Schmidt: "Es lag mehr drin"
Martin Schmidt sprach nachher von einem "seltsamen Gefühl. Es lag mehr drin. Es war aber in der Tat so, dass wir bei zwei der drei Tore mithelfen. Beim ersten in der Vorwärtsbewegung der Fehlpass. Beim dritten erobern wir den Ball und verhühnern ihn am Sechzehner wieder. So etwas wird von den Bayern bestraft. Diese zwei Tore haben wir zu einfach vorbereitet. Auf der anderen Seite hatten wir das Quäntchen Glück nicht. Bei Lees Kopfball, bei Bell nach der Pause, vor allem bei Bellos Chance beim Stand von 1:2. Der muss eigentlich reingehen. Wenn es hier 2:2 steht, dann hätte Bayern vielleicht gemerkt, wie müde sie sind. Da wollten wir sie haben, wollten sie müde laufen. Doch das haben wir durch Ungenauigkeiten oder das Glück, das wir nicht hatten bei den Pfostentreffern, nicht geschafft. Hinten der eine oder andere Fehler zu viel, vorne fehlt uns dann die Genauigkeit und die Schärfe, um aus so einem Spiel auch mal etwas mitzunehmen“, sagte der Sportdirektor des FSV. "Die Tore, die wir im Moment nicht reinkriegen, die Bayern aber schon, machen dann den Unterschied“, betonte Schmidt.

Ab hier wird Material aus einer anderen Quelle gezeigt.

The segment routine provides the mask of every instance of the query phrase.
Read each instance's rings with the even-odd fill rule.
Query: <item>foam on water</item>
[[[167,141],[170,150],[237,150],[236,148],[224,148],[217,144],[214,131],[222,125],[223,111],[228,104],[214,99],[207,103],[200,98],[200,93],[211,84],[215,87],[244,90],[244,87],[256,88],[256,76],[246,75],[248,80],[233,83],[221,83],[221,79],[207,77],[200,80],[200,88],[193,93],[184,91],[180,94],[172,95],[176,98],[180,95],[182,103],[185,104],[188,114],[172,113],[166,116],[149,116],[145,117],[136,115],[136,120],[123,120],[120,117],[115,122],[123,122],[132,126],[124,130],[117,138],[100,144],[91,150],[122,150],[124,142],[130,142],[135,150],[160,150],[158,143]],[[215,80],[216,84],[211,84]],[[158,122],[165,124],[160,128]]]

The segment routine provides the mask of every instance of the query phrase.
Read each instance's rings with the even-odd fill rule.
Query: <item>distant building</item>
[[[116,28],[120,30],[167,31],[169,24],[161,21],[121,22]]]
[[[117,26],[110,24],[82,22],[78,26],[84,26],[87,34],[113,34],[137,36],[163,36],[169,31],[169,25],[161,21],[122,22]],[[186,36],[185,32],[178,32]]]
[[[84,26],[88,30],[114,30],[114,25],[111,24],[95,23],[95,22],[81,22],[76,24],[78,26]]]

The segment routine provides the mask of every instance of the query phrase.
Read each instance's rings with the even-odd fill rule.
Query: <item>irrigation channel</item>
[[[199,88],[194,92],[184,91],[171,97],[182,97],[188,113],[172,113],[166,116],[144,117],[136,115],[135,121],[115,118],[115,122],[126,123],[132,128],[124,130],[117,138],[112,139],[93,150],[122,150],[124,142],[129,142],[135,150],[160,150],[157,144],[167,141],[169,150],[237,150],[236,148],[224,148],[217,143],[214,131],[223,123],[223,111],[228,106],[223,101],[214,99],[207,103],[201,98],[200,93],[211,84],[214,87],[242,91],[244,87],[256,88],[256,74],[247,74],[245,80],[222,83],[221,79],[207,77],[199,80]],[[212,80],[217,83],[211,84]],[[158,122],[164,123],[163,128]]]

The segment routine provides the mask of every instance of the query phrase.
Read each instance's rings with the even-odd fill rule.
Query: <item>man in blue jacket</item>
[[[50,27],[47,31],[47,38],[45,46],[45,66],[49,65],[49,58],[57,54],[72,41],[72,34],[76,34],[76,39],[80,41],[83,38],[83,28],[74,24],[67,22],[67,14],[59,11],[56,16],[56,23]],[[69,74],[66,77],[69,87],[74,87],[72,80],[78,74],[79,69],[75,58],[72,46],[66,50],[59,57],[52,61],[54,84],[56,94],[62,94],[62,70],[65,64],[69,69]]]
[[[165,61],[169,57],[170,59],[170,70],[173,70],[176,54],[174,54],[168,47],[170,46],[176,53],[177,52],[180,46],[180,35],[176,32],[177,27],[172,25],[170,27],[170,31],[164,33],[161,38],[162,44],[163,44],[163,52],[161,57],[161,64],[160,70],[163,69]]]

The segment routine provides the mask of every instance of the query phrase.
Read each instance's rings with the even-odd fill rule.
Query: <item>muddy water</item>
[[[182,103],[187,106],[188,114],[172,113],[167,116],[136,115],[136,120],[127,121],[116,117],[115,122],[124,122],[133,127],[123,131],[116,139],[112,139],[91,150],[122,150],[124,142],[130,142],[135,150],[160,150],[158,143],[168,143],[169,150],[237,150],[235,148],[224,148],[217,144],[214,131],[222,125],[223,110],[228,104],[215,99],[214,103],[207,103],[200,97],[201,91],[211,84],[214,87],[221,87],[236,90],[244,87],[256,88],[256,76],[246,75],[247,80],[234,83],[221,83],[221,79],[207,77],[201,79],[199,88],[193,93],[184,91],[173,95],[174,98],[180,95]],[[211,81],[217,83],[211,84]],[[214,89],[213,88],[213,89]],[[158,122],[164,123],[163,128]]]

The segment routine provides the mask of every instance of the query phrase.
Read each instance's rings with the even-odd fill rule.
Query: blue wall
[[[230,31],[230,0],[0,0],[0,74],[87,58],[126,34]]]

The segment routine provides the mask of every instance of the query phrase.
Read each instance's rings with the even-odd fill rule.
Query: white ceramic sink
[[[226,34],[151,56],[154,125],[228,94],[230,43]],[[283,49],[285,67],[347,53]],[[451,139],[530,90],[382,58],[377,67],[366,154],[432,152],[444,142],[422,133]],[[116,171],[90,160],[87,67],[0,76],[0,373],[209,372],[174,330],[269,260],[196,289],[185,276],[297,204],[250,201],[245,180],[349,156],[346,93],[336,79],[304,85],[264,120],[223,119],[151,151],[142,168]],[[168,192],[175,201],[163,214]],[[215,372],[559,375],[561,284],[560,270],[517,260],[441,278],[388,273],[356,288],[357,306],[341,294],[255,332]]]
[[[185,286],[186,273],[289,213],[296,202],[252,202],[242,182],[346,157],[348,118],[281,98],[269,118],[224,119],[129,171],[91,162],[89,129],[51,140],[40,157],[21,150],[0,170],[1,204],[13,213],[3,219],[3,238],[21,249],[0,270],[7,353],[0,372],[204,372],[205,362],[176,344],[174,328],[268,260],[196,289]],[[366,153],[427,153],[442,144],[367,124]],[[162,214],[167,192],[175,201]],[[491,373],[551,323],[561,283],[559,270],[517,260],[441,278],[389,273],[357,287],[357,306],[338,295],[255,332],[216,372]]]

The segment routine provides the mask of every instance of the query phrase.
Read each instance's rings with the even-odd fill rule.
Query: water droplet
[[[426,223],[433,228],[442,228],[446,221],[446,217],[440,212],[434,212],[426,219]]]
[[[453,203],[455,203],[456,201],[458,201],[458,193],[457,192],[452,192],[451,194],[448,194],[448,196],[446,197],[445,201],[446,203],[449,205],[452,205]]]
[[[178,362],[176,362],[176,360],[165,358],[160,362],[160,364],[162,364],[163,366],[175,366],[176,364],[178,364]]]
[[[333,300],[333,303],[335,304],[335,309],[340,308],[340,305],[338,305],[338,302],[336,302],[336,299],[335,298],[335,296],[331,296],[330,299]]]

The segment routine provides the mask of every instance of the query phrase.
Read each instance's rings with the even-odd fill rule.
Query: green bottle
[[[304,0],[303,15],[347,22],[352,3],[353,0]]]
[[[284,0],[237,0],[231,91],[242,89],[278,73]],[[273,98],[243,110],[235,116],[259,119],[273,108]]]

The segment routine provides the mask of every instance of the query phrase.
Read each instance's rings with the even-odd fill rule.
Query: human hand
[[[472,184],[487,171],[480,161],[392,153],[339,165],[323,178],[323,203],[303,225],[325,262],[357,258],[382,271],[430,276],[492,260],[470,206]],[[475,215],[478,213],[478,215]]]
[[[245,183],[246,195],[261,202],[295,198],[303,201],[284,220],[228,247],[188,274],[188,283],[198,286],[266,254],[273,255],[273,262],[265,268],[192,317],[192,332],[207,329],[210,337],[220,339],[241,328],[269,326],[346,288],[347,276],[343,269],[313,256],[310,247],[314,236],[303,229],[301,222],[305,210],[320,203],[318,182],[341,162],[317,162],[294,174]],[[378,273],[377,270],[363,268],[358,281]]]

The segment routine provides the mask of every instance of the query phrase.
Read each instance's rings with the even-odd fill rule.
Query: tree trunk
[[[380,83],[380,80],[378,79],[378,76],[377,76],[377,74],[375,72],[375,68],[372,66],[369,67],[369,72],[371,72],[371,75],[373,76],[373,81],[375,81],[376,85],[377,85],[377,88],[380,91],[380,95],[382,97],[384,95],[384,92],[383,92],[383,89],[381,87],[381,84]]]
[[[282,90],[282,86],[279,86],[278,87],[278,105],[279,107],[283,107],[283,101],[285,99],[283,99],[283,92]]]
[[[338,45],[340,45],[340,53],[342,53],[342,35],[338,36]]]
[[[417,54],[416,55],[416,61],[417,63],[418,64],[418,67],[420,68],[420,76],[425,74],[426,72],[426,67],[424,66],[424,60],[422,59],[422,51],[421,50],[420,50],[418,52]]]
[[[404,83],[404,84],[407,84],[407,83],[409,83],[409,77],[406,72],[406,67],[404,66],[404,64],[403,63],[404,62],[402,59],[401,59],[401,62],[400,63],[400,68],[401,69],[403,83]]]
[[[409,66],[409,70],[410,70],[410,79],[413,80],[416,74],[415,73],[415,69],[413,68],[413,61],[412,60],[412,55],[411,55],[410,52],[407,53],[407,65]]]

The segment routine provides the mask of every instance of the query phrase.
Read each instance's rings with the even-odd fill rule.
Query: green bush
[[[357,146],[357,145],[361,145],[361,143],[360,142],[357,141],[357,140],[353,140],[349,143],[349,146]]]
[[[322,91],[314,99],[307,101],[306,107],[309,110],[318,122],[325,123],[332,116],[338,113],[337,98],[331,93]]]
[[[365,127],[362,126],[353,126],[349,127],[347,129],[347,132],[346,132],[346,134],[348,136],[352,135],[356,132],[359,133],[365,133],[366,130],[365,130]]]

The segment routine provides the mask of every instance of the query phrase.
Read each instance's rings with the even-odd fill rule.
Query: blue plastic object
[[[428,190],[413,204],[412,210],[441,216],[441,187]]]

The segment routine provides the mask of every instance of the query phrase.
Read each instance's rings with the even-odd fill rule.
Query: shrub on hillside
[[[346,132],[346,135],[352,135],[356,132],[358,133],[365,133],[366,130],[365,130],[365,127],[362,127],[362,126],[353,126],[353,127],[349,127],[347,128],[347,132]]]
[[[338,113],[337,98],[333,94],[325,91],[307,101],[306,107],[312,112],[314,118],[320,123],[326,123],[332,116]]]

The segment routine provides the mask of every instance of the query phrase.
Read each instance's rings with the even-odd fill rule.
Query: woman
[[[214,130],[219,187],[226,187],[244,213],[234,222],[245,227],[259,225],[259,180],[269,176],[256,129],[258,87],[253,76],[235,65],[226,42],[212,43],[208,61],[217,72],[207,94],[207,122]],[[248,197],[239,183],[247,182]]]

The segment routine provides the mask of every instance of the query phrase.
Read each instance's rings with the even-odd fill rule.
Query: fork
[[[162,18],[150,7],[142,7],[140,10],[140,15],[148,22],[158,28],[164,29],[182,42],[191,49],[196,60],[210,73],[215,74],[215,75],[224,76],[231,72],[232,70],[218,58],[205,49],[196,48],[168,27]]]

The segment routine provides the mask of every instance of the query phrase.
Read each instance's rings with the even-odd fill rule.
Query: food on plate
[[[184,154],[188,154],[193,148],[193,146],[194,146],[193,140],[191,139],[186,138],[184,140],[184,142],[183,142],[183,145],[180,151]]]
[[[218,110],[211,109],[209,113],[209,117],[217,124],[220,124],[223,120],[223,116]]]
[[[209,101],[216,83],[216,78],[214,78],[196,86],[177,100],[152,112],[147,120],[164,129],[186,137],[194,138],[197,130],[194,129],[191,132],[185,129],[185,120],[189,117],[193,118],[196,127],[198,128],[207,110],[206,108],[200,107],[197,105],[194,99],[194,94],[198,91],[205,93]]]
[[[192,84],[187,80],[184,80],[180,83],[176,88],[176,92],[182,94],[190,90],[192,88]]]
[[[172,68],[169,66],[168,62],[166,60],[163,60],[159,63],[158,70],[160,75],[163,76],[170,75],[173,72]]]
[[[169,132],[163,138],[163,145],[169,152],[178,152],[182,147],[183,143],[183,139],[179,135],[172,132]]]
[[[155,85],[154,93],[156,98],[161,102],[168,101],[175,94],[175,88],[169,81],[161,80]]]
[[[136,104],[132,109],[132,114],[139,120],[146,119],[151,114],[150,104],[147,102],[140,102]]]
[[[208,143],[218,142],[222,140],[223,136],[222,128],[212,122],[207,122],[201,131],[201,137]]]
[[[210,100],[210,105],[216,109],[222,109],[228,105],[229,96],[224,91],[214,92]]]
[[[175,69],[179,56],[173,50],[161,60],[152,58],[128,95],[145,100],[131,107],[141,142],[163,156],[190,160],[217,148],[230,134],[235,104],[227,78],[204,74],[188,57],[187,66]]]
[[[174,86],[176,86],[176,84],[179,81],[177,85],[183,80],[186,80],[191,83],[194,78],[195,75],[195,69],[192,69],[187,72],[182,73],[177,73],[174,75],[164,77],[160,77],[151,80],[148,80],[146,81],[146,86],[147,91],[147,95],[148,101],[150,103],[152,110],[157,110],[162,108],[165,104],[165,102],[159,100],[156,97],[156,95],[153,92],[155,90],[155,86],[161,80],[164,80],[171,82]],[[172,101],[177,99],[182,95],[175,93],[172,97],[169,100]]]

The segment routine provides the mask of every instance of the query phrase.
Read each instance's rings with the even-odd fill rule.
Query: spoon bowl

Ulreichs Sensations-Parade
"Wir haben uns anfangs sehr schwergetan, Zugriff zu bekommen, das Timing zu finden. Im Anlaufen hat es nicht so gepasst. Doch das erste Tor, das muss man ganz klar sagen, entsteht durch einen Fehler von uns, im Verteidigen, wo wir nicht klar genug spielen. Doch wir haben auch nach dem kurz darauf folgenden 0:2 nicht aufgegeben“, bemerkte Bo Svensson.“
Im Anschluss an den ersten echten Mainzer Abschluss von Danny da Costa startete Leroy Sané einen Konter, der zum 0:1 führte. Edimilson Fernandes hätte den Nationalspieler in der Mitte der Münchener Hälfte noch stoppen können, ging jedoch nicht energisch genug in den Zweikampf. Danach hatte Sané freie Bahn und Kingsley Coman vollstreckte gegen den abwartenden Anthony Caci. Wenig später erhöhten die Gäste auf 2:0, als Jamal Musiala flankte, Leon Goretzka am zweiten Pfosten in der Mitte Harry Kane bediente , der per Kopfball abschloss.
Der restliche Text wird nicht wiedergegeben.